I will talk about the Data Lake project and its use of micro-services to break down data ingestion and validation tasks, and how it enables us to deploy changes to production more frequently. Data enters SEEK’s data lake through a variety of sources, including AWS S3, Kinesis and SNS. We use a number of loosely coupled serverless microservices and Spark jobs to implement a multi-layer data ingestion and validation pipeline. Using the microservices architecture enables us to develop, test and deploy the components of the pipeline independently and while the pipeline is operating.
We use Test-Driven Development to define the behaviour of micro-services and verify that they transform the data correctly. Our deployment pipeline is triggered on each code check-in and deploys a component once its tests pass. The data processing pipeline is idempotent so if there is a bug or integration problem in a component we can fix it by replaying the affected data batches through the component.
In the last part of the talk, I’ll dive deeper into some of the challenges we solved to implement a CI/CD pipeline for our Spark applications written in Scala.
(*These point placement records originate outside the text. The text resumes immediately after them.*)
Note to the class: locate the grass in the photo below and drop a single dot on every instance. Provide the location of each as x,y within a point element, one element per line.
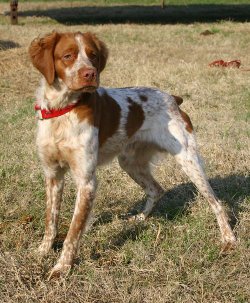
<point>144,2</point>
<point>173,258</point>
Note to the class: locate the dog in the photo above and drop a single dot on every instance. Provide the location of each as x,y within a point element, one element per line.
<point>82,125</point>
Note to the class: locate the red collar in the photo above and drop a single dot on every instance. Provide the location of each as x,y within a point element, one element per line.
<point>52,113</point>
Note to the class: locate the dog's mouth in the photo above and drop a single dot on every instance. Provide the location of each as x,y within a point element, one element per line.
<point>87,88</point>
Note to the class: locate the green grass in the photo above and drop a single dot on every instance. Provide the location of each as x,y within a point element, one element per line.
<point>147,2</point>
<point>174,256</point>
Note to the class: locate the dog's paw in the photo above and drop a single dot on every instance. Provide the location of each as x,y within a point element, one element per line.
<point>228,244</point>
<point>138,217</point>
<point>43,249</point>
<point>59,270</point>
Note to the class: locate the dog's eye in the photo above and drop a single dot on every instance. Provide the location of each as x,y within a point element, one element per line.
<point>67,57</point>
<point>93,56</point>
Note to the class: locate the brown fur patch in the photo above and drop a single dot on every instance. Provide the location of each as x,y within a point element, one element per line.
<point>143,98</point>
<point>86,108</point>
<point>178,99</point>
<point>135,117</point>
<point>109,120</point>
<point>96,47</point>
<point>100,111</point>
<point>41,52</point>
<point>185,117</point>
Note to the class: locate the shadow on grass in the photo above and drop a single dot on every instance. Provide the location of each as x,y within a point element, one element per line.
<point>144,14</point>
<point>8,44</point>
<point>175,203</point>
<point>232,190</point>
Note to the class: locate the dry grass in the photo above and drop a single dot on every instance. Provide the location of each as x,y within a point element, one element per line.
<point>174,259</point>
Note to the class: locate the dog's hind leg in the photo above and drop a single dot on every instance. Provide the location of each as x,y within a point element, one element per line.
<point>180,142</point>
<point>136,162</point>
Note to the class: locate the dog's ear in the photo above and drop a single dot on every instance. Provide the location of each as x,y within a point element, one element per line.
<point>41,52</point>
<point>101,47</point>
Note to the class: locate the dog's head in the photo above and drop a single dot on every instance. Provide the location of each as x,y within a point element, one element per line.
<point>77,59</point>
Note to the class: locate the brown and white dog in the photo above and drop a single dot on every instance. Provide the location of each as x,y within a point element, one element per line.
<point>82,126</point>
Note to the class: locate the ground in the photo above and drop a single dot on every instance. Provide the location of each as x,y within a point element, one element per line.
<point>174,256</point>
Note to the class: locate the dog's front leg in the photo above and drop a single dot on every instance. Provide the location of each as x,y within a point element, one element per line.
<point>82,164</point>
<point>54,189</point>
<point>84,202</point>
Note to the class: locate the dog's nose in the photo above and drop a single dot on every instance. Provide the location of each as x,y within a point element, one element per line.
<point>88,74</point>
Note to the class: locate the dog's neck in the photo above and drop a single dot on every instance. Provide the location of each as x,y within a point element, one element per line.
<point>55,96</point>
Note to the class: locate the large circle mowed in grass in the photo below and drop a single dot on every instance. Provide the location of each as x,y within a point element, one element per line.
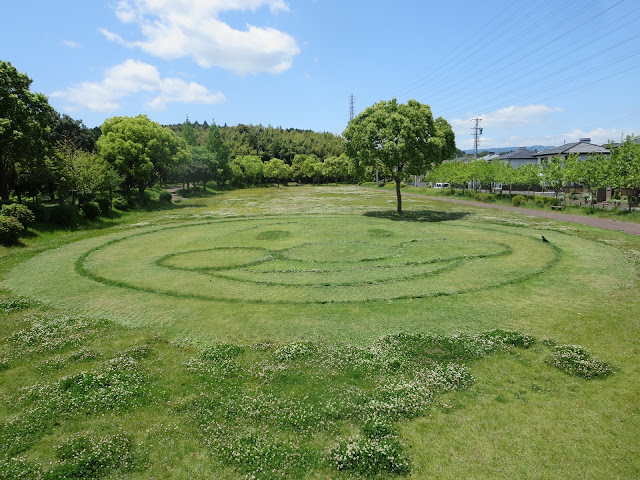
<point>281,260</point>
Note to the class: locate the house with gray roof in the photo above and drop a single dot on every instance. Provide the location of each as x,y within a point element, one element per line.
<point>519,157</point>
<point>583,148</point>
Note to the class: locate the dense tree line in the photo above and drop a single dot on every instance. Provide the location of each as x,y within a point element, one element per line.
<point>619,171</point>
<point>266,142</point>
<point>48,156</point>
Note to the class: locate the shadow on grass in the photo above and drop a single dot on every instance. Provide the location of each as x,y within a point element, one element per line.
<point>425,216</point>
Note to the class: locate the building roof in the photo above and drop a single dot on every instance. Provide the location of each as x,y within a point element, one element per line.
<point>521,154</point>
<point>584,146</point>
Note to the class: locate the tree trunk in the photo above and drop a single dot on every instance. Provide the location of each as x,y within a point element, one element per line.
<point>141,189</point>
<point>398,194</point>
<point>4,183</point>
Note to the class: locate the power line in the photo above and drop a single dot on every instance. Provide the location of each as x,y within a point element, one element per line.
<point>352,101</point>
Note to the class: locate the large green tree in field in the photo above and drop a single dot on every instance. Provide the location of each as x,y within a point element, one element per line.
<point>140,149</point>
<point>220,167</point>
<point>399,139</point>
<point>25,121</point>
<point>625,169</point>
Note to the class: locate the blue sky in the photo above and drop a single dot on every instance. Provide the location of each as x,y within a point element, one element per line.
<point>535,71</point>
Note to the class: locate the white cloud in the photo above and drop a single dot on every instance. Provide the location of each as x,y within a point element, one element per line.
<point>191,28</point>
<point>510,117</point>
<point>132,77</point>
<point>500,125</point>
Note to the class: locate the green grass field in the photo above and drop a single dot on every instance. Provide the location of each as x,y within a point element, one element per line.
<point>309,332</point>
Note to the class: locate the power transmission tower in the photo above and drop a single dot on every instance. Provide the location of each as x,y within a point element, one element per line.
<point>477,131</point>
<point>352,104</point>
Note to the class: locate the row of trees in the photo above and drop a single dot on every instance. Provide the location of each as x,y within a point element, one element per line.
<point>619,171</point>
<point>212,159</point>
<point>45,153</point>
<point>265,142</point>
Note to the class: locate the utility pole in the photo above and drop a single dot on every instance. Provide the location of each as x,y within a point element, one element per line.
<point>477,131</point>
<point>352,105</point>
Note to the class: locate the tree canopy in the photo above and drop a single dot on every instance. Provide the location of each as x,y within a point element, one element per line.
<point>140,150</point>
<point>399,139</point>
<point>25,123</point>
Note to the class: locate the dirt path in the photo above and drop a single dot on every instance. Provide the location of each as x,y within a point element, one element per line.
<point>633,228</point>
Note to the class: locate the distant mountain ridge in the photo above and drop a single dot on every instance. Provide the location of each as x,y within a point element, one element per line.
<point>509,149</point>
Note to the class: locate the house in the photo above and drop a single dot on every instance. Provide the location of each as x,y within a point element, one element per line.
<point>583,148</point>
<point>519,157</point>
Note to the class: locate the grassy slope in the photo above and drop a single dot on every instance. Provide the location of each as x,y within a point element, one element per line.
<point>521,419</point>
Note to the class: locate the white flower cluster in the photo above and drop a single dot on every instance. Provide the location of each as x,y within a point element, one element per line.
<point>575,360</point>
<point>370,455</point>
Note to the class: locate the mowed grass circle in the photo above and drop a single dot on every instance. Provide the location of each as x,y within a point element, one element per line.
<point>281,260</point>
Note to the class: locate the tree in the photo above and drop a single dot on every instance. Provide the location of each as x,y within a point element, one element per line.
<point>25,121</point>
<point>252,168</point>
<point>336,167</point>
<point>592,173</point>
<point>276,170</point>
<point>504,174</point>
<point>625,169</point>
<point>528,175</point>
<point>557,172</point>
<point>400,139</point>
<point>188,133</point>
<point>73,132</point>
<point>140,150</point>
<point>220,168</point>
<point>76,169</point>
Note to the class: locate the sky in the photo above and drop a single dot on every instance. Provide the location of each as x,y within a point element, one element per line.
<point>535,72</point>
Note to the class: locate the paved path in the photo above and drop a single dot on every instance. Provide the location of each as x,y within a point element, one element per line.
<point>633,228</point>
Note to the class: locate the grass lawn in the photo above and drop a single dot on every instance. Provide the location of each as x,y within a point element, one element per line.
<point>310,332</point>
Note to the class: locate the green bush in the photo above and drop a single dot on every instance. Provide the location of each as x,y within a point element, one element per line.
<point>165,197</point>
<point>19,212</point>
<point>120,203</point>
<point>575,360</point>
<point>90,209</point>
<point>39,211</point>
<point>484,197</point>
<point>10,229</point>
<point>518,200</point>
<point>61,215</point>
<point>104,203</point>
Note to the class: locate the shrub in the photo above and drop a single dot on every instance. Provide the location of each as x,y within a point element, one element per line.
<point>86,197</point>
<point>165,197</point>
<point>19,212</point>
<point>575,360</point>
<point>39,211</point>
<point>10,229</point>
<point>90,209</point>
<point>120,203</point>
<point>518,200</point>
<point>61,215</point>
<point>104,203</point>
<point>484,197</point>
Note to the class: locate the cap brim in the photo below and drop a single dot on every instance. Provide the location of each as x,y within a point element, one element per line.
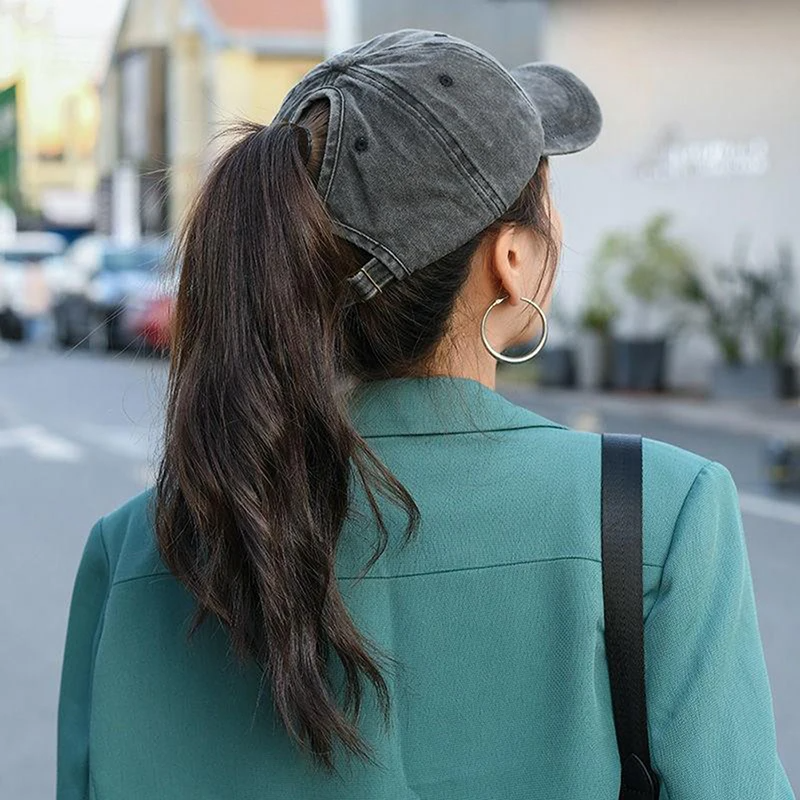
<point>570,113</point>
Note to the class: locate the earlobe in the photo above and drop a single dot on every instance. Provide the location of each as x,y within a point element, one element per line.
<point>506,263</point>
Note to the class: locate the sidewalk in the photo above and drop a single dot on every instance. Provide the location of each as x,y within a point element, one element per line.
<point>776,419</point>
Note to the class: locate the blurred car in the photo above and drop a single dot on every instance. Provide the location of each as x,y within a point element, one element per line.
<point>152,322</point>
<point>109,284</point>
<point>24,289</point>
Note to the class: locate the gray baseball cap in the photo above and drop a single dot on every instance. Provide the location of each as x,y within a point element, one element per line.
<point>430,140</point>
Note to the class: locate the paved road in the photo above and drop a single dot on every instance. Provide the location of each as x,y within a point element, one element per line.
<point>77,437</point>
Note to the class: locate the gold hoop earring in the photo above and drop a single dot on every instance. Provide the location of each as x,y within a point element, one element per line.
<point>515,359</point>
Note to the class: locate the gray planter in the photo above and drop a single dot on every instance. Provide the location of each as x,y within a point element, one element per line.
<point>590,361</point>
<point>638,364</point>
<point>556,367</point>
<point>760,381</point>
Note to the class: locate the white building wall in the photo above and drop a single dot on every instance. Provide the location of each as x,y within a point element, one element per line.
<point>711,70</point>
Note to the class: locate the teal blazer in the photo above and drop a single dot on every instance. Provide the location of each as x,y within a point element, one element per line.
<point>494,612</point>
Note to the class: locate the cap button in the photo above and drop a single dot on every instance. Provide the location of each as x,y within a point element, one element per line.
<point>340,62</point>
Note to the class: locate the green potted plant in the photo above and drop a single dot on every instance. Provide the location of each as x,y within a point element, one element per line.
<point>593,343</point>
<point>753,320</point>
<point>654,271</point>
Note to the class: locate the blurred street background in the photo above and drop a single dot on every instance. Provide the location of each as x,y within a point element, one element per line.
<point>677,312</point>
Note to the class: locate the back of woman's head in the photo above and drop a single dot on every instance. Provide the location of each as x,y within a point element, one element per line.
<point>260,454</point>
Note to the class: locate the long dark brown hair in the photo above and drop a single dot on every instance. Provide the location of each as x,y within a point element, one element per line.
<point>259,453</point>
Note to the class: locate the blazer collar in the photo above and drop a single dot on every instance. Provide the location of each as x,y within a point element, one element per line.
<point>430,405</point>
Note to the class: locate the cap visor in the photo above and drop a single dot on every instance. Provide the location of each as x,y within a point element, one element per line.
<point>570,113</point>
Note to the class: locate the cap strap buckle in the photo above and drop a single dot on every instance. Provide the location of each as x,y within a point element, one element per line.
<point>371,279</point>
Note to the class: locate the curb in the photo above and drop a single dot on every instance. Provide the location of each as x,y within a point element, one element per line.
<point>772,421</point>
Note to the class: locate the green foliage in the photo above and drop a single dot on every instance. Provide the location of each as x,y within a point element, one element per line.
<point>654,264</point>
<point>748,303</point>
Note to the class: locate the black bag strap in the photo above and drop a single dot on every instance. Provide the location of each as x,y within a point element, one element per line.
<point>623,610</point>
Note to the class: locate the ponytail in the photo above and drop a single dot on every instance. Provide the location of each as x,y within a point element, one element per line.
<point>252,491</point>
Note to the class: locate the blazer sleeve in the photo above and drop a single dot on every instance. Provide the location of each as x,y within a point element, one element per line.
<point>709,703</point>
<point>83,633</point>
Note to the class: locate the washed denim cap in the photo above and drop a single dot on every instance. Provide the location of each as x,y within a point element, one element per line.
<point>430,140</point>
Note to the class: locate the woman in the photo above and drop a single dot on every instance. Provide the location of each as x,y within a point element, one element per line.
<point>391,573</point>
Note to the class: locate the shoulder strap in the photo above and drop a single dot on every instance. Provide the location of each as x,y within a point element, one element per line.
<point>623,609</point>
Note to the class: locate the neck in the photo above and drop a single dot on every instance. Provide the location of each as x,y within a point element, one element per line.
<point>473,362</point>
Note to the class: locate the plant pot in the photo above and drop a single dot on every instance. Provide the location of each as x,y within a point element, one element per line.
<point>760,381</point>
<point>556,367</point>
<point>788,381</point>
<point>589,360</point>
<point>638,364</point>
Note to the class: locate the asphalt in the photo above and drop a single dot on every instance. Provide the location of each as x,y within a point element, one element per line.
<point>79,434</point>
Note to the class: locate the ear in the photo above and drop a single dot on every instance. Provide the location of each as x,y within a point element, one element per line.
<point>506,260</point>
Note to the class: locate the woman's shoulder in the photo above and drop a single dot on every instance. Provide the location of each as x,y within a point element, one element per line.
<point>571,463</point>
<point>128,538</point>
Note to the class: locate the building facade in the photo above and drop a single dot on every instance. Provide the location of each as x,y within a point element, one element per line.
<point>180,71</point>
<point>701,102</point>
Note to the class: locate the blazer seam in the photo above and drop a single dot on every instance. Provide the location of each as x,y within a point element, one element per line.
<point>462,432</point>
<point>424,574</point>
<point>675,525</point>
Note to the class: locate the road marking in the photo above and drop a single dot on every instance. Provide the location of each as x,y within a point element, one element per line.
<point>587,421</point>
<point>770,508</point>
<point>117,440</point>
<point>40,443</point>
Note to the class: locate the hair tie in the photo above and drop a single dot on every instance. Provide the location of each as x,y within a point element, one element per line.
<point>305,141</point>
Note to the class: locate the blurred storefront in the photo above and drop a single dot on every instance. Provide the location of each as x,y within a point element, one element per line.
<point>48,121</point>
<point>180,70</point>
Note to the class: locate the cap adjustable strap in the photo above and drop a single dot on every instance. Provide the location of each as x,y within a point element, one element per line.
<point>371,279</point>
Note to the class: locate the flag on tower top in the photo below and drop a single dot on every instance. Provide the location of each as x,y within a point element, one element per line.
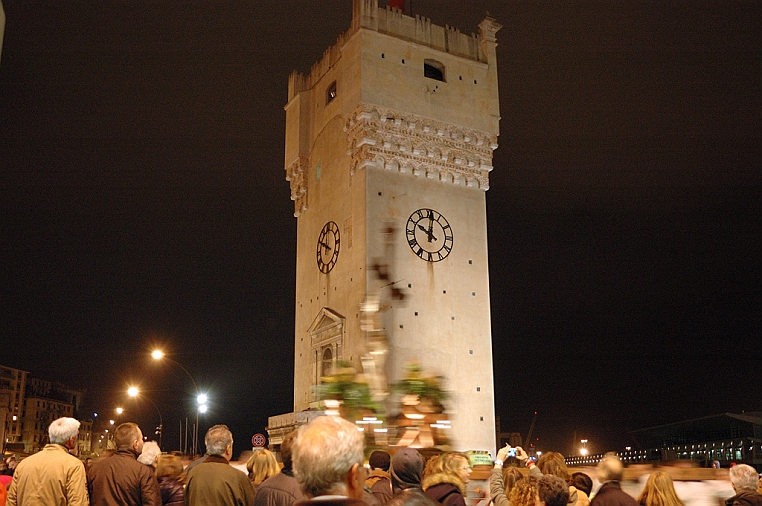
<point>397,4</point>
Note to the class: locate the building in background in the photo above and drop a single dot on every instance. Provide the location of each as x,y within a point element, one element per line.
<point>389,143</point>
<point>28,405</point>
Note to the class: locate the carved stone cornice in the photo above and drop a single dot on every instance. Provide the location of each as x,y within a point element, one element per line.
<point>296,173</point>
<point>407,143</point>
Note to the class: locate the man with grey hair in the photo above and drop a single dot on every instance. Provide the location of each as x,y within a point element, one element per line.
<point>120,479</point>
<point>744,479</point>
<point>328,463</point>
<point>51,476</point>
<point>215,482</point>
<point>610,472</point>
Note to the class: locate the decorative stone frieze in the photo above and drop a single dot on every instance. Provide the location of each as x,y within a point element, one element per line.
<point>296,174</point>
<point>405,143</point>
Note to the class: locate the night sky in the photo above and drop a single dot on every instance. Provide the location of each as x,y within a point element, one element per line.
<point>144,202</point>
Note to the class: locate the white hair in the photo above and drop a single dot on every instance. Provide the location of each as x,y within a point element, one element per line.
<point>743,477</point>
<point>63,429</point>
<point>217,439</point>
<point>150,451</point>
<point>324,452</point>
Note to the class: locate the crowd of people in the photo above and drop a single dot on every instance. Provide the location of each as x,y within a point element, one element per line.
<point>322,464</point>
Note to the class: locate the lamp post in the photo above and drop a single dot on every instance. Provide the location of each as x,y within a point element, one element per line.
<point>133,392</point>
<point>160,355</point>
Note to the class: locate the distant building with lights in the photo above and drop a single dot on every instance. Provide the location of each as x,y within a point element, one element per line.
<point>27,407</point>
<point>727,438</point>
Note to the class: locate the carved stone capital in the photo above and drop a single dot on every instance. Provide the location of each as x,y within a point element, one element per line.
<point>296,174</point>
<point>406,143</point>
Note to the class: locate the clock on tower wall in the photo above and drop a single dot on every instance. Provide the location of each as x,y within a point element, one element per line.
<point>328,246</point>
<point>429,235</point>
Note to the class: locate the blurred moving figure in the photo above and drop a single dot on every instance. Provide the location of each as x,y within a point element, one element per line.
<point>552,491</point>
<point>380,481</point>
<point>745,480</point>
<point>659,491</point>
<point>52,475</point>
<point>524,492</point>
<point>170,475</point>
<point>582,482</point>
<point>610,470</point>
<point>261,465</point>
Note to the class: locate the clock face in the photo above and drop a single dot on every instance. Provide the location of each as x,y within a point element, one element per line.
<point>328,247</point>
<point>429,235</point>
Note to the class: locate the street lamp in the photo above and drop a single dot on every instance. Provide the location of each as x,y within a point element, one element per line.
<point>157,355</point>
<point>133,392</point>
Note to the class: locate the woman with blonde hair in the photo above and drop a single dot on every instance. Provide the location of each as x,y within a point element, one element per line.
<point>261,465</point>
<point>170,475</point>
<point>447,482</point>
<point>659,491</point>
<point>553,463</point>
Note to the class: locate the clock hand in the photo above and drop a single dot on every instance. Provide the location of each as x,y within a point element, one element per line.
<point>429,233</point>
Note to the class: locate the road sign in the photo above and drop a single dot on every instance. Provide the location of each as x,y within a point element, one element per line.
<point>258,440</point>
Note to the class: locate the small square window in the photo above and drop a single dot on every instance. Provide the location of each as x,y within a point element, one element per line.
<point>330,93</point>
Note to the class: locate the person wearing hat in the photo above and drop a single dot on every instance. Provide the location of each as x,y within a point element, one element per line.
<point>379,481</point>
<point>406,471</point>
Outline/Structure of the Case Study
I will start with introducing the Data Lake project, go through its architecture and its use of microservices, with a brief recap of the advantages of microservices architecture and Continuous Delivery.
Next, I will show the Continuous Delivery pipeline that takes each code commit, tests it and deploys to production if the tests pass. The data dictionary is also automatically generated from the source code using the same pipeline.
I will then talk about Test-Driven Development and how we use that to write more robust components. This was challenging at the beginning and we needed to provide some training for the team to get more familiar with TDD practices through code retreats and pair programming. I will provide examples of some Python services that are each built for a specific purpose.
After that, I’ll show how we use Docker to enable other teams to validate their changes before they submit Pull Requests to the Data Lake. As mentioned earlier, SEEK Data Platform can receive data from a variety of sources, and any team can contribute in the form of new data sources or transformations in a few simple steps. Using Docker gives the teams the ability to use the same tools that are used in the production system to develop their code.
In the last part of the talk, I’ll dive deeper into how we implement the CI/CD pipeline for our Spark applications (Scala) that are built to process large data sets, using only Scala test frameworks and Spark local mode. I will talk about a few approaches that seemed reasonable at the beginning but didn’t work in practice and how we found a practical solution.
The main takeaway for attendees will be some techniques to better test their big data applications, especially Spark applications. They will also learn about the advantages of breaking big data applications into microservices.
Software Developers, Data Engineers
Prerequisites for Attendees
Familiarity with the following concepts and technologies will be very helpful:
Continuous Delivery, Micro Services, Python, Scala, Spark.